Binicilik ata sporumuz. Tıpkı güreş gibi. Dünyaya biniciliği biz öğrettik, ne

yazık ki şimdi başkalarından öğrenmeye çalışıyoruz. Süvari okulları ve alayları

kapandıktan sonra Türkiye’de bu iş gerilemeye başladı. Federasyonun

yanlışları çok. Atlar artık çok güzel, yani malzeme çok iyi. Ama yürekli binicimiz

yok. Türkiye’de bir ara binicilik çok iyiydi, gazeteler biniciliğe büyük

yer ayırırdı. Artık ne başarı var ki? Biniciliğe aday sporcu bile yok artık

Biz 1975-80’lere kadar Türkiye’deki atları terbiye edip, bir yerlere geldik

Avrupa’da, şampiyonluklar kazandık. Artık atlar Avrupa’dan geliyor, malzemeler

çok iyi, ama bunların üstünde binici yok.
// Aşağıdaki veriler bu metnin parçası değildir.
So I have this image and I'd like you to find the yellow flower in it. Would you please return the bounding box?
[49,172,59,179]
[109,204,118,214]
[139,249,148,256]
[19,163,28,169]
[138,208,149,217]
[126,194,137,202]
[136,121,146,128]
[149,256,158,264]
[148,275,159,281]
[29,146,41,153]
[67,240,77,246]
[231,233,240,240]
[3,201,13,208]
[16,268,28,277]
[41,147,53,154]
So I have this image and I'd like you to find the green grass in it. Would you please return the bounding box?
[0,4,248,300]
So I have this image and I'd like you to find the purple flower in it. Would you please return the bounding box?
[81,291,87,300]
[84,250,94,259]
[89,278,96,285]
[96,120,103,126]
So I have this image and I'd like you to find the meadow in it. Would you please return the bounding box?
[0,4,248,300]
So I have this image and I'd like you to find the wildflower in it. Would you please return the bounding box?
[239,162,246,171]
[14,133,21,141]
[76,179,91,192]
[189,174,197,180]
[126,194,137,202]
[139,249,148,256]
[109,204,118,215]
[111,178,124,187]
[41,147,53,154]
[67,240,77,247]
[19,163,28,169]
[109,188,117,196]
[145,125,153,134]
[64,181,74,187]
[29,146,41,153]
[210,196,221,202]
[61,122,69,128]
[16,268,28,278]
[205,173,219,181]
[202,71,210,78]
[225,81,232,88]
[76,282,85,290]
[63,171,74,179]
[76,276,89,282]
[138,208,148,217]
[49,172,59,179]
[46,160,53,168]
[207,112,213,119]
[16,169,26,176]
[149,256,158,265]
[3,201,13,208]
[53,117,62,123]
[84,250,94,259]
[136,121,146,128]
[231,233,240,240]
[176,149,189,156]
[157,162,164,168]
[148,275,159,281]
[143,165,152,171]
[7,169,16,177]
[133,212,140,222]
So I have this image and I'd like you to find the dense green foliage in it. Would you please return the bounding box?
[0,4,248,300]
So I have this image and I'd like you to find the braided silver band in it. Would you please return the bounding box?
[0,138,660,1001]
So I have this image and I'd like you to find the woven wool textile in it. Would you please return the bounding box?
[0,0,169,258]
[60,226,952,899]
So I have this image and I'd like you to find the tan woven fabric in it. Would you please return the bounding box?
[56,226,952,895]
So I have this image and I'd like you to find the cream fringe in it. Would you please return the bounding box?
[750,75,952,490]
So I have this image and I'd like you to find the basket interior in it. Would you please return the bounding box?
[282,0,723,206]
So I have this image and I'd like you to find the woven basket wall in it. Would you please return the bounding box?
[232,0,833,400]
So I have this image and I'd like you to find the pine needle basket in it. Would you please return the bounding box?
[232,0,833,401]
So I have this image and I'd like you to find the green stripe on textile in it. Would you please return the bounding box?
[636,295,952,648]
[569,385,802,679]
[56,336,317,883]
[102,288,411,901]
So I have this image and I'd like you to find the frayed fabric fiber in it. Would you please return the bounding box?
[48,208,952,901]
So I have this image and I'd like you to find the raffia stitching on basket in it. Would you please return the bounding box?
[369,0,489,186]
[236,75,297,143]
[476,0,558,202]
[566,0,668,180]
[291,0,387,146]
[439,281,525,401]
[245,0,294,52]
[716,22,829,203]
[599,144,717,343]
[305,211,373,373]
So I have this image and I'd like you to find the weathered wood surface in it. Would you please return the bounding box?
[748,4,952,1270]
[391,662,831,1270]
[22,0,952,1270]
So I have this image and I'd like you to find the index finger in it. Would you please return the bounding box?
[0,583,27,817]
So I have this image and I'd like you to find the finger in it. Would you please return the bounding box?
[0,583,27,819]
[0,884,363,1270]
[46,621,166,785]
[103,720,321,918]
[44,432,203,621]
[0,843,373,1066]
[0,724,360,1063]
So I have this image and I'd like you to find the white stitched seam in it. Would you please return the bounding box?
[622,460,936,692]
Türk halkı süvariliği de çok

iyi bilirdi, şimdi at yarışını bildiği gibi. Biz Dolmabahçe Stadı’nı doldururduk,

müsabakalar yapılırdı. Halk akın ederdi.

At sporunu tavsiye edermisiniz?

At sporu en iyi spordur, At binenler bunu bilir, binicilikte vücudun heryeri çalışır. At seninle aynı kalp atışında hareket eder, çok duygusal hayvanlardır. Herkese tavsiye ediyorum.